Hi People,

I am about to setup a new development machine for a new development project
and I was after some suggestions…

I want to be able to run multiple separate environments at the same time so
that I can test software in these environments and just trash the
environment as needed when done.  Also, the same idea sounds valid for my
visual studio development environment.  This would give me the advantage of
being able to wind back to a prior known, good stable environment as
needed.

This would also give some additional benefits:

   - Disaster recovery when on the road:  If I am seeing a client on the
   other side of the world and my laptop dies, I can go into the local store,
   buy a new machine and start up a VM on the machine and I have all of my
   environments back again at reduced stress.
   - Quickly move to new physical machine as needed to get additional
   resources.
   - Separate environment for each project.
   - Ability to build a VM and send it to the cloud for production use.

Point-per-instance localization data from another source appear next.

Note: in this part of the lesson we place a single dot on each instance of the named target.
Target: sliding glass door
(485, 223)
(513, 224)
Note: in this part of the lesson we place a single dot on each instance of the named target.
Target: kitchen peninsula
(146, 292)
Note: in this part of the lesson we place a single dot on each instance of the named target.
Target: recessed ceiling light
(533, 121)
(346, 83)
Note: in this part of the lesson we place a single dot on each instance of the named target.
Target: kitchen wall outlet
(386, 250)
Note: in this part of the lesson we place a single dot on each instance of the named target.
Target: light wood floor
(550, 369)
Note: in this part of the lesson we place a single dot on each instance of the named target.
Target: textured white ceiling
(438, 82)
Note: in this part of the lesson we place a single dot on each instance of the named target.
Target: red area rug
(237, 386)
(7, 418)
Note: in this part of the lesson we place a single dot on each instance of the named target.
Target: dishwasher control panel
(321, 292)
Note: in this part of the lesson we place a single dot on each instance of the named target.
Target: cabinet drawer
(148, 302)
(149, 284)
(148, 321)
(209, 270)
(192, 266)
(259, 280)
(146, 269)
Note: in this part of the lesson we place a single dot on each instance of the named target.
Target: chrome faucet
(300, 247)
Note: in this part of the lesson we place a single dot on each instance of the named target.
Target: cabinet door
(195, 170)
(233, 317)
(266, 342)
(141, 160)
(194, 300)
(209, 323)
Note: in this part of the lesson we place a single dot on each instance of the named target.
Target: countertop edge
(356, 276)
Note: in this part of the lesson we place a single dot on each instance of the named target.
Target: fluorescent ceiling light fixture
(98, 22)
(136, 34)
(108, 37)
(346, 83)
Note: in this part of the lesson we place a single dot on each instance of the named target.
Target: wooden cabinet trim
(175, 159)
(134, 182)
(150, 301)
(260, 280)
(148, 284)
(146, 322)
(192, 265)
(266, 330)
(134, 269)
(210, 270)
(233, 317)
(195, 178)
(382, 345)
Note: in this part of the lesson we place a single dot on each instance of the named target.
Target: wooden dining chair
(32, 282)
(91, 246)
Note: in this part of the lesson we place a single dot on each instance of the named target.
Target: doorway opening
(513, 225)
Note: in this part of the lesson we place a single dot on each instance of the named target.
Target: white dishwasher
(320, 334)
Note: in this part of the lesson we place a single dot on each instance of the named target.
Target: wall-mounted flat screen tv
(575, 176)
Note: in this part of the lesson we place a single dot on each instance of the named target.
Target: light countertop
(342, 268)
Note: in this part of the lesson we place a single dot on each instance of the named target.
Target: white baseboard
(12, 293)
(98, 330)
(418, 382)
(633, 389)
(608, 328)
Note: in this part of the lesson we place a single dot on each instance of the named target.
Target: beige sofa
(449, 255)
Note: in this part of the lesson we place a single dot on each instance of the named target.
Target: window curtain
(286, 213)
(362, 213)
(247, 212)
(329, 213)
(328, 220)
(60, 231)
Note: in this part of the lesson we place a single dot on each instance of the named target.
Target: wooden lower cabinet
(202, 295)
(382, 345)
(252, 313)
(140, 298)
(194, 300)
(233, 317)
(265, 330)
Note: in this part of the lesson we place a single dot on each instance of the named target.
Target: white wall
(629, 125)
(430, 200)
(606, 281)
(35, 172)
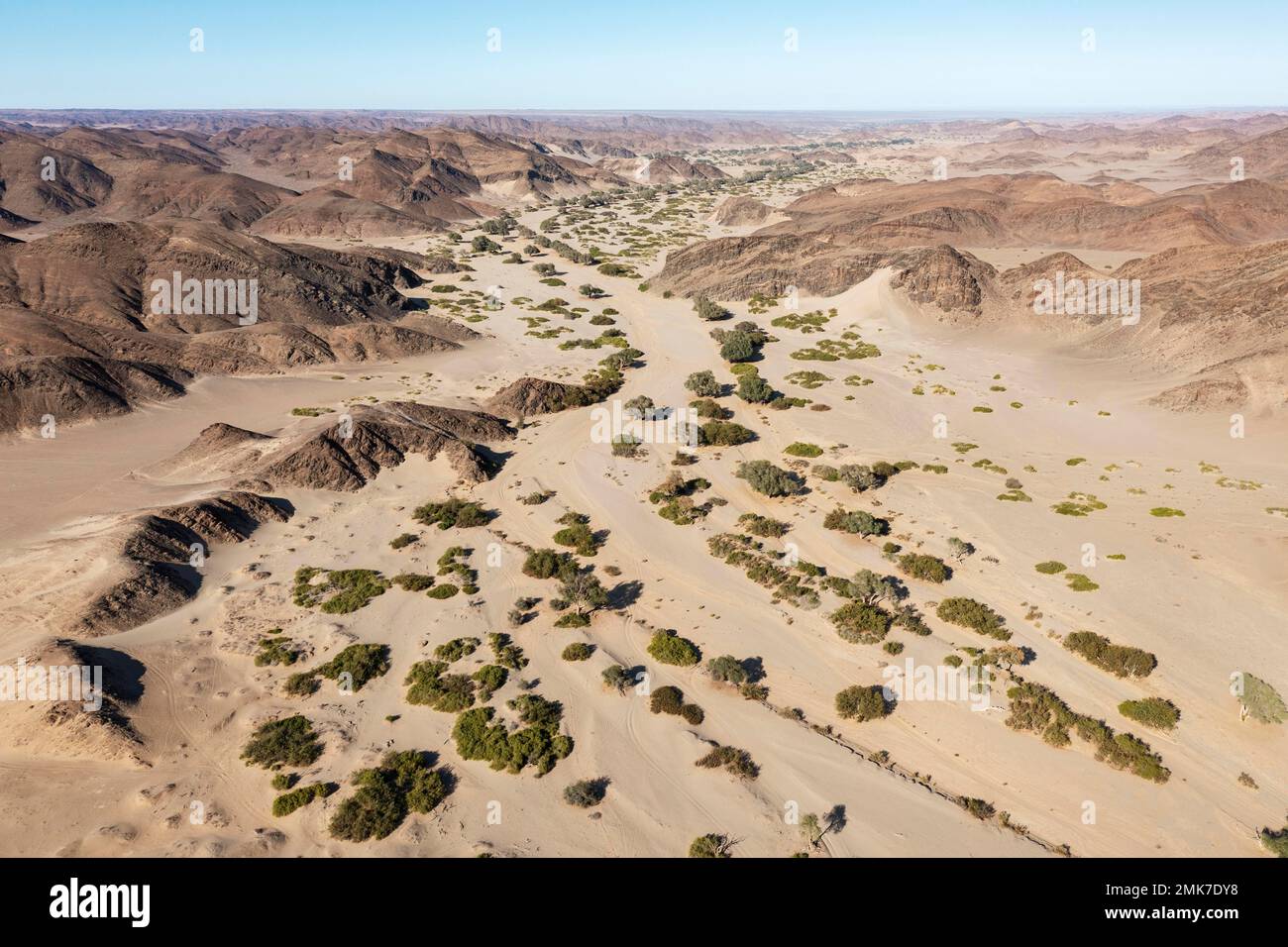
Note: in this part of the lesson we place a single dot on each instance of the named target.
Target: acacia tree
(584, 591)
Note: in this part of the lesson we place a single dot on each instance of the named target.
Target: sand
(1206, 592)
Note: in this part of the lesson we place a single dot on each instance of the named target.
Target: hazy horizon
(389, 54)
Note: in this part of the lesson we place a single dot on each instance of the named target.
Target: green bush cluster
(286, 742)
(288, 801)
(1117, 659)
(402, 784)
(671, 648)
(451, 512)
(537, 744)
(974, 615)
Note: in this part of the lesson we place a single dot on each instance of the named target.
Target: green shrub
(855, 522)
(730, 759)
(578, 651)
(708, 311)
(537, 744)
(803, 450)
(1274, 841)
(275, 651)
(974, 615)
(295, 799)
(927, 569)
(412, 581)
(451, 512)
(763, 526)
(489, 680)
(666, 699)
(428, 685)
(978, 808)
(1116, 659)
(403, 783)
(709, 847)
(342, 591)
(671, 648)
(728, 671)
(587, 792)
(1153, 711)
(578, 534)
(456, 648)
(768, 479)
(724, 434)
(301, 684)
(286, 742)
(862, 703)
(703, 384)
(403, 540)
(1037, 709)
(546, 564)
(359, 663)
(861, 624)
(754, 389)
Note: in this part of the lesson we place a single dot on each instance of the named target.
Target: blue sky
(662, 54)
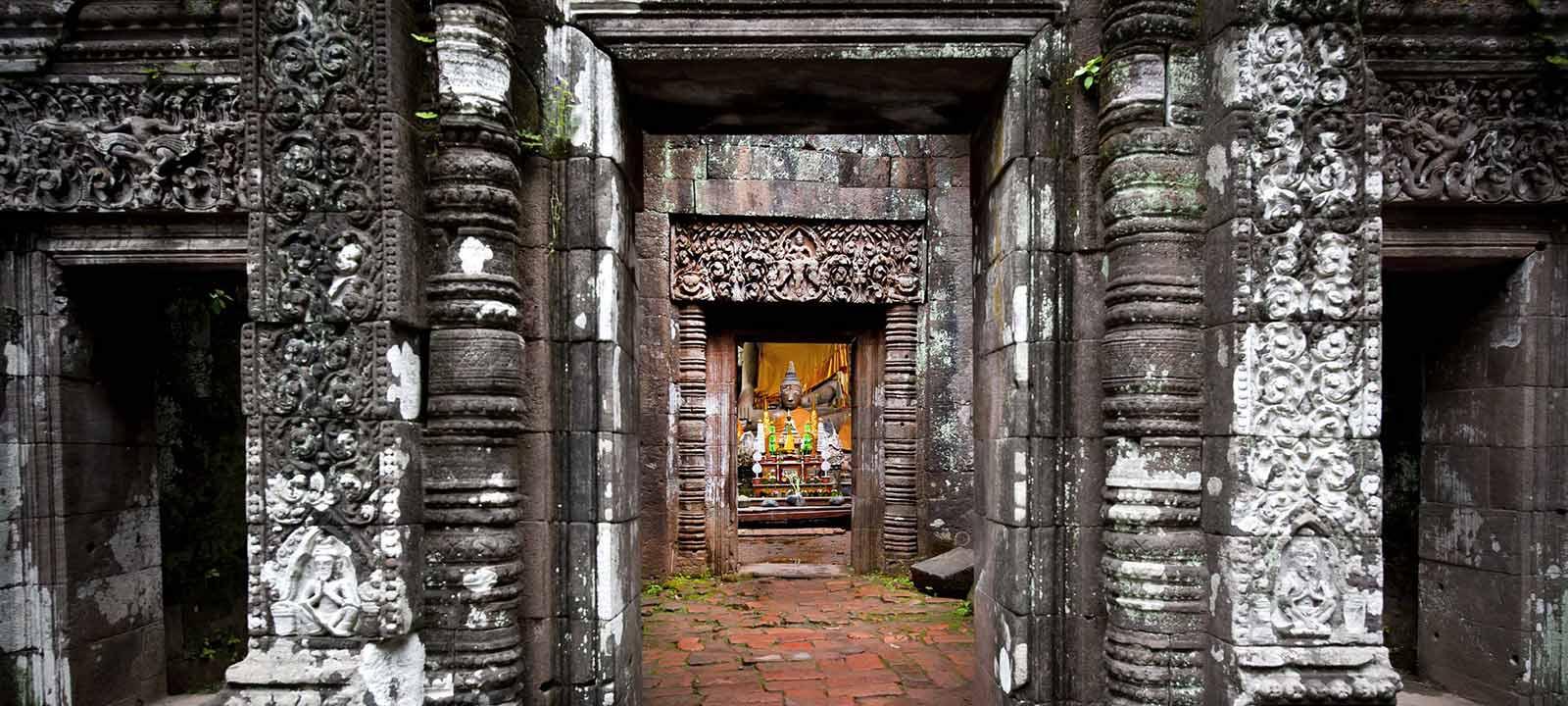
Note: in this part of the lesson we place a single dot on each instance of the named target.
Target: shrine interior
(783, 352)
(796, 452)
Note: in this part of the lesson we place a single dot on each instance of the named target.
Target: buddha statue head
(789, 389)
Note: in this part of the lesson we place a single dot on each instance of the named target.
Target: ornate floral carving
(1478, 140)
(316, 585)
(1300, 562)
(325, 267)
(318, 57)
(318, 369)
(797, 261)
(120, 146)
(321, 162)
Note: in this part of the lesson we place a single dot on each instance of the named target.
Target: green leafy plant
(557, 123)
(219, 300)
(1090, 71)
(894, 582)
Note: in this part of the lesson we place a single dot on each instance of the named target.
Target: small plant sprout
(554, 137)
(1090, 71)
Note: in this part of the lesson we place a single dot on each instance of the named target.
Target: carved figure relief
(318, 592)
(1305, 595)
(797, 261)
(120, 146)
(1478, 140)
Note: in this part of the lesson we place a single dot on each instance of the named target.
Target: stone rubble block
(948, 575)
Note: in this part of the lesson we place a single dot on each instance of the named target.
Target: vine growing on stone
(557, 123)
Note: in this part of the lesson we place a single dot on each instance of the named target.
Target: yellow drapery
(814, 363)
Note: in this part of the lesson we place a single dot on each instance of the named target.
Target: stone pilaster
(901, 436)
(331, 383)
(1294, 468)
(474, 491)
(1152, 227)
(692, 438)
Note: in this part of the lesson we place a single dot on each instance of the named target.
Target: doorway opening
(154, 449)
(794, 457)
(1466, 365)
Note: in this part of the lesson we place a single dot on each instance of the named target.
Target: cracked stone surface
(857, 640)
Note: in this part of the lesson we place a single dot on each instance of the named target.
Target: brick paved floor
(804, 642)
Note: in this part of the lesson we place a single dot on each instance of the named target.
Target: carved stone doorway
(864, 329)
(1473, 328)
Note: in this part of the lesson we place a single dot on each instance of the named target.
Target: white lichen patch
(609, 290)
(394, 672)
(496, 310)
(472, 255)
(480, 580)
(405, 389)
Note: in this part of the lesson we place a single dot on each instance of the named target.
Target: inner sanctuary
(783, 352)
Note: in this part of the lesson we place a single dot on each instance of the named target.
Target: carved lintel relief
(1474, 140)
(122, 146)
(797, 261)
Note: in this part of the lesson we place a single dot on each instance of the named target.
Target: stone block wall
(878, 177)
(1037, 334)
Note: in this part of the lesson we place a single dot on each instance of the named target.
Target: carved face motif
(349, 259)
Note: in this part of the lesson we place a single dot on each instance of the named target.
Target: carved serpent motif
(1492, 140)
(797, 261)
(120, 146)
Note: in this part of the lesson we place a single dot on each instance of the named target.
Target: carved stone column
(692, 438)
(1296, 470)
(1152, 227)
(472, 491)
(331, 381)
(901, 436)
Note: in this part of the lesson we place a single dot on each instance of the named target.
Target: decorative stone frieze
(333, 381)
(797, 261)
(1474, 140)
(122, 146)
(1298, 509)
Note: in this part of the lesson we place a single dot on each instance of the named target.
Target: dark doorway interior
(1457, 380)
(162, 373)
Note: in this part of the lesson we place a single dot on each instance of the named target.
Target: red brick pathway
(804, 642)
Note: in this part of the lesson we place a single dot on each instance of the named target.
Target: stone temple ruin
(372, 352)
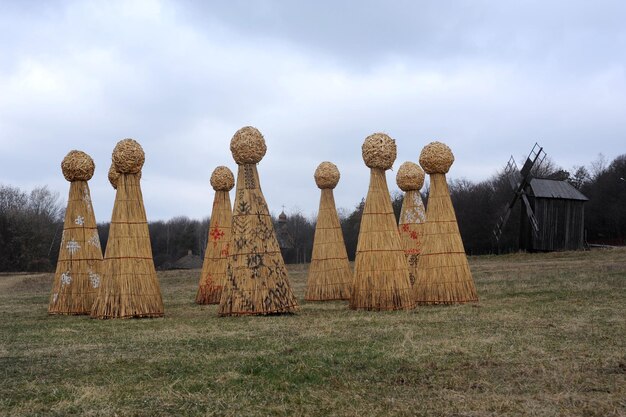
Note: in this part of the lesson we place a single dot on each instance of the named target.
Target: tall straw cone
(443, 274)
(381, 275)
(79, 266)
(329, 273)
(213, 276)
(129, 285)
(257, 282)
(410, 179)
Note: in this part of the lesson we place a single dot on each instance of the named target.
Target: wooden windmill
(552, 214)
(519, 181)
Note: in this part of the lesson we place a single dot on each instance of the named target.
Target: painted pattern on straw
(72, 292)
(215, 265)
(410, 178)
(257, 281)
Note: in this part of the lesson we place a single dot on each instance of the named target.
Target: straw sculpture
(215, 264)
(257, 281)
(381, 275)
(410, 179)
(79, 267)
(329, 273)
(129, 286)
(443, 274)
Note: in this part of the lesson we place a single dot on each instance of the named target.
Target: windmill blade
(512, 173)
(499, 229)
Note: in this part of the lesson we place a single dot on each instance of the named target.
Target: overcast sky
(489, 78)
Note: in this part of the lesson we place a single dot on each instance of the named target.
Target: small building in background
(189, 261)
(285, 240)
(560, 212)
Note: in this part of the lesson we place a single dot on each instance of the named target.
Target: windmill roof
(544, 188)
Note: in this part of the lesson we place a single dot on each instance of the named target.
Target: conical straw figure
(257, 281)
(381, 275)
(410, 178)
(129, 285)
(329, 273)
(443, 274)
(79, 266)
(213, 276)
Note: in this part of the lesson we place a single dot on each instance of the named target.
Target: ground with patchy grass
(548, 338)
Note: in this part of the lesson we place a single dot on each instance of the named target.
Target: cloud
(316, 78)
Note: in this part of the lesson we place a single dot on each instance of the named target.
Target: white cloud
(489, 81)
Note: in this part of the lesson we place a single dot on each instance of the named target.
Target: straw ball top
(379, 151)
(436, 158)
(326, 175)
(113, 176)
(128, 156)
(410, 177)
(248, 146)
(77, 166)
(222, 179)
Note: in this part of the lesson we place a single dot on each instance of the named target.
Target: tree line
(31, 223)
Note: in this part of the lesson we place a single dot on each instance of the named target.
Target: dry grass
(548, 338)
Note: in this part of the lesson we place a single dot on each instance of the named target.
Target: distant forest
(31, 222)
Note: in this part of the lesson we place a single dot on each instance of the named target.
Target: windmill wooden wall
(560, 212)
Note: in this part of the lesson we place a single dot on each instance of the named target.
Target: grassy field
(547, 339)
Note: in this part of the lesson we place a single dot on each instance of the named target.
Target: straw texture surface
(257, 282)
(248, 146)
(379, 151)
(129, 286)
(128, 156)
(213, 276)
(436, 158)
(79, 267)
(77, 166)
(381, 275)
(113, 176)
(326, 175)
(410, 177)
(411, 227)
(330, 276)
(222, 179)
(443, 274)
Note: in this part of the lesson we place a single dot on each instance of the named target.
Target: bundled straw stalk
(257, 282)
(215, 264)
(443, 274)
(381, 275)
(410, 179)
(79, 267)
(129, 285)
(329, 273)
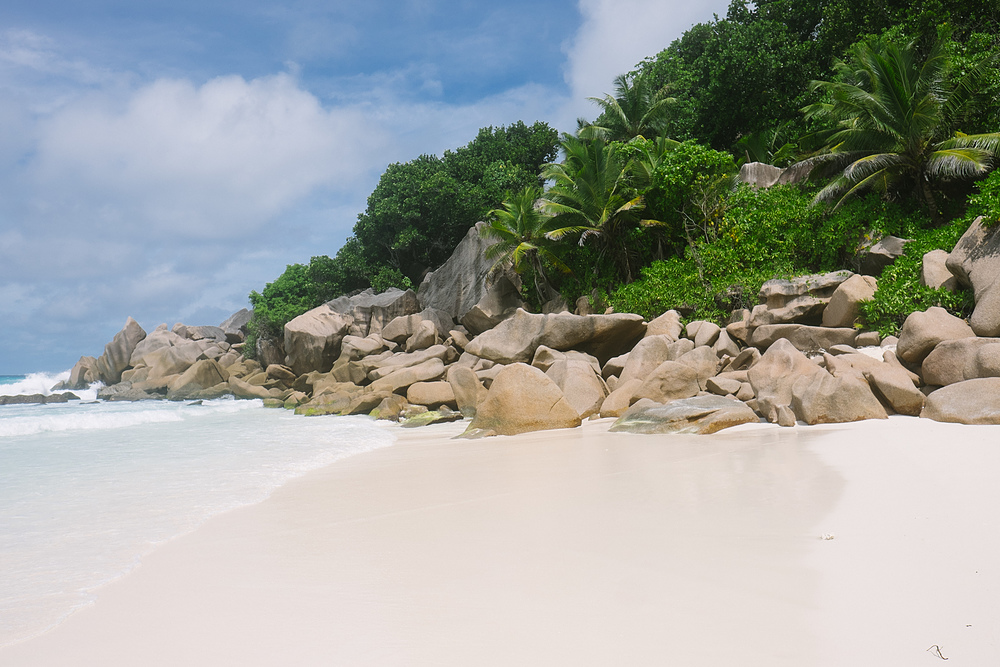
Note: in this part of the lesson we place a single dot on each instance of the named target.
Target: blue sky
(162, 159)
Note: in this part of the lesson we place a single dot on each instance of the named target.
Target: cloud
(618, 34)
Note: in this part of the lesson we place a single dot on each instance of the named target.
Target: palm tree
(635, 110)
(892, 116)
(518, 230)
(591, 196)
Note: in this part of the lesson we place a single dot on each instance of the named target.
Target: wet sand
(857, 544)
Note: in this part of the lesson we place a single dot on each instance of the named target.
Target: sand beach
(866, 543)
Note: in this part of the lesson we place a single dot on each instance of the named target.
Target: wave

I am thinking that at any one time, I would be running VM’s for:

   - Stable stuff like office, file system and database
   - Development (Visual Studio)
   - Test environments (typically only one, but maybe more)

I realise that I am going to need to give the physical machine a LOT MORE
memory and disk (but disk is cheap, probably use an SSD, OK not cheap).
 The other resources should share well.

My guest VPC’s will all be some form of Windows OS (both 32 and 64 bit)
hosted on Win 7 Pro 64 bit.

The initial concerns I have are around the user interface

   - UI responsiveness, I have seen on some VPC’s the mouse jitter around
   and it be unclear where you are pointing, this can be very disconcerting.
   - I tend to use two or three monitors at a time, the VPC must support
   this.

I am thinking that I will keep as little as possible running on the host
OS, so that I (almost) never need to reboot it.

I have already found some useful references on the web:
http://stackoverflow.com/questions/633774/optimize-development-virtual-machine
http://www.andrewconnell.com/HOWTO-Squeeze-Every-Last-Drop-of-Performance-Out-of-Your-Virtual-PCs

Before I go and burn a lot of time on this, I wanted to review this with
the list…

Questions:

   - Do any of you do this?
   - Does it work well?
   - What should I lookout for?
   - What tools should I use?

I assume that the best options available for hosting my VM’s are one of:

   - VMWare http://www.vmware.com
   - Oracle Virtual Box http://www.virtualbox.org
   - MS Virtual PC
   http://www.microsoft.com/en-us/download/details.aspx?id=3702

MS Virtual PC is 2011, does that mean it is stable or they have moved on to
something else?

Thanks in advance for your help :-).